« Notre lecture est que la GNR est utilisée comme une arme pour résoudre un problème que la Police de Sécurité Publique a déjà soulevé à plusieurs reprises », a déclaré Tiago Silva, président de l’ANOG, à Lusa.
Le responsable de l’association représentant les officiers de la GNR a considéré qu’il existe « presque une tentative » de la GNR, d’ordre militaire, de « mettre la police civile en ordre ».
« Cela revient en quelque sorte à opposer une police à une autre », a-t-il souligné, ajoutant : « nous sommes utilisés comme une arme, comme pour dire, la police ne respecte pas, la GNR respectera ».
« Nous ne voulons pas profiter d’une quelconque occasion pour dire que nous sommes plus ou moins capables, il ne s’agit donc pas d’évaluer les difficultés que la PSP a rencontrées et mentionnées dans le cadre de l’aéroport, mais nous ne pouvons pas non plus être utilisés », a-t-il affirmé, rappelant que dans la GNR le manque d’effectifs « est également criant ».
En mettant en avant les compétences de la Garde Nationale Républicaine dans le contrôle des frontières, notamment au niveau maritime, et le travail effectué dans le cadre de l’agence européenne de contrôle des frontières Frontex, le président de l’ANOG a précisé que la GNR « a toujours été présente à l’aéroport » depuis l’époque de la garde fiscale.
Mardi, le gouvernement a annoncé un renforcement immédiat des militaires de la GNR en tant que mesure de contingence à l’aéroport Humberto Delgado, à Lisbonne, pour réduire les temps d’attente dans la zone des arrivées.
La GNR a informé Lusa que l’aéroport de Lisbonne sera renforcé avec 24 militaires formés comme gardes de frontière à partir de mardi prochain, qui travailleront en « équipes flexibles » composées de 10 éléments et d’un superviseur supplémentaire.
Ces militaires travailleront dans la zone des arrivées pour effectuer le contrôle de la documentation.

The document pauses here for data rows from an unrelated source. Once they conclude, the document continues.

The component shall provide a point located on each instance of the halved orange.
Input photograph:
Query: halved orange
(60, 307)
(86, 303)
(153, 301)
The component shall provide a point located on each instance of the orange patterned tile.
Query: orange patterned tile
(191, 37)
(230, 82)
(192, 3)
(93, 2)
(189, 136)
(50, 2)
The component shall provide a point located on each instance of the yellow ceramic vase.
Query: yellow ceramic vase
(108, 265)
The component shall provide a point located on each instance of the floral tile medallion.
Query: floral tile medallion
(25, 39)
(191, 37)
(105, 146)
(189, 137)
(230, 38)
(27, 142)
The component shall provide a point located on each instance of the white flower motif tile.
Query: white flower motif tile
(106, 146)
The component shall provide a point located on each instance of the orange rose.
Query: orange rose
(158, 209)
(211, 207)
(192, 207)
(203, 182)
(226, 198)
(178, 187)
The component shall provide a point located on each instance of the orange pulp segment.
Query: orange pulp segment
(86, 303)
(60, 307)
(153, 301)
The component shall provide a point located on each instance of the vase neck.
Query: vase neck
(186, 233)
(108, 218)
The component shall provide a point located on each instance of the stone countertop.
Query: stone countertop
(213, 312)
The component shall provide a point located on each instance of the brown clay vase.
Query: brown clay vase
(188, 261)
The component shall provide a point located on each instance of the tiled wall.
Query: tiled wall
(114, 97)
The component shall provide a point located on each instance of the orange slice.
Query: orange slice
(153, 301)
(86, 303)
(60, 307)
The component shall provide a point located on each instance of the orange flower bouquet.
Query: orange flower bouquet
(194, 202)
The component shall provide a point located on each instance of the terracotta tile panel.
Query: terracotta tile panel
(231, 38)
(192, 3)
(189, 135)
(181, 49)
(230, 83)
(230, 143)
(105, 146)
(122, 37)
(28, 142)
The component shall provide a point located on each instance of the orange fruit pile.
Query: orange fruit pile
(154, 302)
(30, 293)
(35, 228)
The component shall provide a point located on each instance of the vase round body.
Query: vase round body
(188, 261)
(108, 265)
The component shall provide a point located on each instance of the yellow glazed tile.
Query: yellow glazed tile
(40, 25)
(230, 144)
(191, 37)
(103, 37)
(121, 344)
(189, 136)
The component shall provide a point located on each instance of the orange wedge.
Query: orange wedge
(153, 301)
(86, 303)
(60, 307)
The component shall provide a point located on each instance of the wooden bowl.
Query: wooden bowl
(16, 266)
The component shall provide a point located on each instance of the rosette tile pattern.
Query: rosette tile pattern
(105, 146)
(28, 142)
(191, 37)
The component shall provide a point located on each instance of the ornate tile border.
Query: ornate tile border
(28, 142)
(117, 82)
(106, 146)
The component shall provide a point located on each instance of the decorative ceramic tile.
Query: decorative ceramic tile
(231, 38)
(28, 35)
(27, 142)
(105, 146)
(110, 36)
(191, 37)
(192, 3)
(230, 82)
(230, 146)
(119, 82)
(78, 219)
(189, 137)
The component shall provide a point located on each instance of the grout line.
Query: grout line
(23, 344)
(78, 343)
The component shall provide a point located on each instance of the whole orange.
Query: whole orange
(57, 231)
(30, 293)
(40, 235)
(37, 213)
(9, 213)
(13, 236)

Une autre mesure pour diminuer les files d’attente a été la suspension immédiate du système européen de contrôle des frontières pour les citoyens extra-communautaires, dénommé Système d’Entrée/Sortie (EES) de l’Union Européenne, pendant trois mois à l’aéroport de Lisbonne, la Commission Européenne ayant déjà indiqué qu’elle demandera « plus de détails » au Portugal concernant cette interruption.
Le président de l’ANOG a estimé que cette suspension « peut compromettre la sécurité nationale », jugeant que, par conséquent, des « conséquences politiques » doivent être tirées.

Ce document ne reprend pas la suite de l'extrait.